Nachdem der Fahrradfahrer befreit war, wartete noch der zweite Patient auf seine Rettung. Im Gegensatz zu den drei vorgehenden Einsatzszenarien handelte es dabei nicht um einen Unfall, sondern um einen medizinischen Notfall in der Fahrerkabine des Mähdreschers. Der Fahrer hatte während Fahrt einen Schlaganfall erlitten und befand sich in über zwei Meter Höhe in seiner engen Kanzel. Da er auf Grund seines „Gesundheitszustandes“ diese nicht selbstständig verlassen konnte, kam neben einem Rettungswagen auch wieder ein Hilfeleistungslöschfahrzeug zum Einsatz. Während der Erstversorgung durch die Kräfte des Rettungsdienstes stellten die Feuerwehrleute eine Rettungsplattform auf und ein Spineboard bereit. Bei der Rettungsplattform handelt es sich um ein zusammenklappbares Alu-Gerüst, auf dessen Plattform ein sicheres Arbeiten an hohen Fahrzeugen wie LKW, Bus oder auch Mähdrescher möglich ist. Das Spineboard ist ein Brett aus stabilem Kunststoff, in das eine Vielzahl von Griffen eingearbeitet sind. Mit diesem Rettungsbrett können Patienten achsengerecht aus den verschiedensten Zwangslagen gerettet werden. So auch bei diesem Übungsszenario, nachdem der Fahrer des Mähdreschers stabilisiert worden war, wurde er gemeinsam von Feuerwehr und Rettungsdienst auf das Spineboard gelagert und vorsichtig mit vielen helfenden Händen aus der Kabine auf Erdgleiche gebracht.
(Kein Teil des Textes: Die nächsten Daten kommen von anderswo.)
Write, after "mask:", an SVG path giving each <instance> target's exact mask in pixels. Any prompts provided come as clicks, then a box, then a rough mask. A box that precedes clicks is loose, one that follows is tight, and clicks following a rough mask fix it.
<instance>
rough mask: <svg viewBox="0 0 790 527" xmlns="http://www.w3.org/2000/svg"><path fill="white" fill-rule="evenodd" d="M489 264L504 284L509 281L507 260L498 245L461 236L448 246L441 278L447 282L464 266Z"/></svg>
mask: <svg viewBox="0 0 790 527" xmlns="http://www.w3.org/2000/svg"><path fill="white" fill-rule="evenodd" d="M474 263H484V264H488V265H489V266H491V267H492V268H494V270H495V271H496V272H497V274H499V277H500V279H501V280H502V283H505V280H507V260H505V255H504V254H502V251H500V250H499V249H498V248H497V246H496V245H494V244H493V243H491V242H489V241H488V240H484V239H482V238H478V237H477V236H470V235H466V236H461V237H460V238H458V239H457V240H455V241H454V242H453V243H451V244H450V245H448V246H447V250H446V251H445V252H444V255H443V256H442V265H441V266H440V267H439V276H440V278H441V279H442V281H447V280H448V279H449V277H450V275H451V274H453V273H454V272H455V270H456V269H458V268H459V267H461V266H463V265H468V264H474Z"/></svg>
Alle Übungen wurden nach erfolgter „Rettung“ des jeweiligen Patienten ausführlich von den Stationsausbildern mit den eingesetzten Teams besprochen und mögliche Einsatzvarianten diskutiert.
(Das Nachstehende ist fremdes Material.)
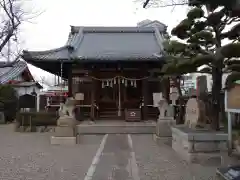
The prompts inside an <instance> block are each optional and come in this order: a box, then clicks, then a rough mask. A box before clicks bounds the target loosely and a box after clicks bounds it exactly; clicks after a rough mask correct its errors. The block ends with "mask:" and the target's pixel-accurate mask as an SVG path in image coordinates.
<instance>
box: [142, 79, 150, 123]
mask: <svg viewBox="0 0 240 180" xmlns="http://www.w3.org/2000/svg"><path fill="white" fill-rule="evenodd" d="M142 94H143V99H144V106H143V120H147V119H148V107H147V105H148V98H149V97H148V79H144V80H143V81H142Z"/></svg>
Gegen 15 Uhr waren alle „Einsätze“ erfolgreich abgearbeitet, die „Patienten“ versorgt und die Fahrzeuge wieder einsatzbereit, so dass sich zum Übungsabschluss alle Teilnehmer und Ausbilder zur gemeinsamen Abschlussrunde in der Scheuer des Haldenhofes versammeln konnten. Lehrgangsleiter Thomas Schmidt zeigte sich sehr zufrieden mit dem Verlauf des Lehrgangs und dankte sowohl Teilnehmern als auch Ausbildern für die, trotz hochsommerlicher Temperaturen, erbrachten Leistungen während der Übungen.
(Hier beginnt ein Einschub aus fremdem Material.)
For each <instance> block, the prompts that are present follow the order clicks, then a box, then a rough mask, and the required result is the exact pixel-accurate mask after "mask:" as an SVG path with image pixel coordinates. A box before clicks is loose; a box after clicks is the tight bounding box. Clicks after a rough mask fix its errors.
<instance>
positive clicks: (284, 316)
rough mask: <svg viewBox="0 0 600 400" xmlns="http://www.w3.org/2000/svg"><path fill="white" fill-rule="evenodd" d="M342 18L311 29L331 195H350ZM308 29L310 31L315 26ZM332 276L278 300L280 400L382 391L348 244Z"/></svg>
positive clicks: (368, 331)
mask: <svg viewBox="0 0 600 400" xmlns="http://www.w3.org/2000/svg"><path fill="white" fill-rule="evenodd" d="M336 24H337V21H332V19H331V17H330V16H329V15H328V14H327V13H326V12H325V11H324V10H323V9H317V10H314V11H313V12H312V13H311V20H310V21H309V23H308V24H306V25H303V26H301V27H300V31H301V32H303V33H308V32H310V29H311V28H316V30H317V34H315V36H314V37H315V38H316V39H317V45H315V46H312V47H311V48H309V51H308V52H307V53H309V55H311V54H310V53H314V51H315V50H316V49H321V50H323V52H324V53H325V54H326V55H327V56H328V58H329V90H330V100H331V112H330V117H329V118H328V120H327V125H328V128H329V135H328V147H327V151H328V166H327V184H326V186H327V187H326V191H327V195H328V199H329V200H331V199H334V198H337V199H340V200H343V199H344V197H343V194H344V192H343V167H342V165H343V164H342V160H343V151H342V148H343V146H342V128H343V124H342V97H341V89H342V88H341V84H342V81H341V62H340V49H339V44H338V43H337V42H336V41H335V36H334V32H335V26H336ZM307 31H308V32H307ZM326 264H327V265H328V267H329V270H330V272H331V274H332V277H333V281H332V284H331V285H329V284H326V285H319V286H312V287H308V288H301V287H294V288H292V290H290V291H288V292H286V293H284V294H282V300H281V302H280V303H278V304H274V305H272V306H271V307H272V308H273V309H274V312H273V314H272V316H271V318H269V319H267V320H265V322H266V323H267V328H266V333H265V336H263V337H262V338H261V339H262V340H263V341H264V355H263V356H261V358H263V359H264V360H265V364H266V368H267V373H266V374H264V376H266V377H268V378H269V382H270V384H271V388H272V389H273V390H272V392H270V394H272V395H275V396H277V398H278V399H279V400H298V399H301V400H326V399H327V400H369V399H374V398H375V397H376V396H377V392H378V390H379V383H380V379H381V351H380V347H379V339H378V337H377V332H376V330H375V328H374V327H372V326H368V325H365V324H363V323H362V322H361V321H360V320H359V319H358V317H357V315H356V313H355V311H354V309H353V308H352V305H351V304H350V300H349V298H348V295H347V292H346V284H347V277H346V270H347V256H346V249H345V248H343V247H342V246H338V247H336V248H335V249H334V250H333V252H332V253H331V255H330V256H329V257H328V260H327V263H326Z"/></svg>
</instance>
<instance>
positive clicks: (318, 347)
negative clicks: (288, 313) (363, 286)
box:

Sämtliche Teilnehmer zeigten sich ausnahmslos begeistert vom Ausbildungstag und dankten dem Ausbildungsteam für die anspruchsvoll gestalteten Übungsszenarien. Von Seiten der Feuerwehrangehörigen wurde positiv hervorgehoben, dass, anders als im Übungsbetrieb in den Wehren, hier realitätsnah mit Einheiten des Regelrettungsdienstes geübt werden konnte, was für die Zusammenarbeit und Absprache an realen Einsatzstellen enorm wichtig sei. Dem schlossen sich die Mitarbeiter des Rettungsdienstes vollumfänglich an. Unter den Rettungsdienstkräften befanden sich viele Notfallsanitäter-Azubis, die sich begeistert darüber zeigten, dass sie ihr Wissen bei sehr wirklichkeitsgetreuen Übungen erweitern konnten, was so bei den in den Rettungsdienstschulen abgehaltenen Übungseinsätzen nicht möglich sei.
Pünktlich um 15:30 Uhr beendete Thomas Schmidt den Lehrgang und stellte in Aussicht, dass bei der Neuauflage des VU4-Lehrgangs im nächsten Jahr versucht werde auch Notärzte als Teilnehmer zu gewinnen, um die Übungen noch realer zu gestalten.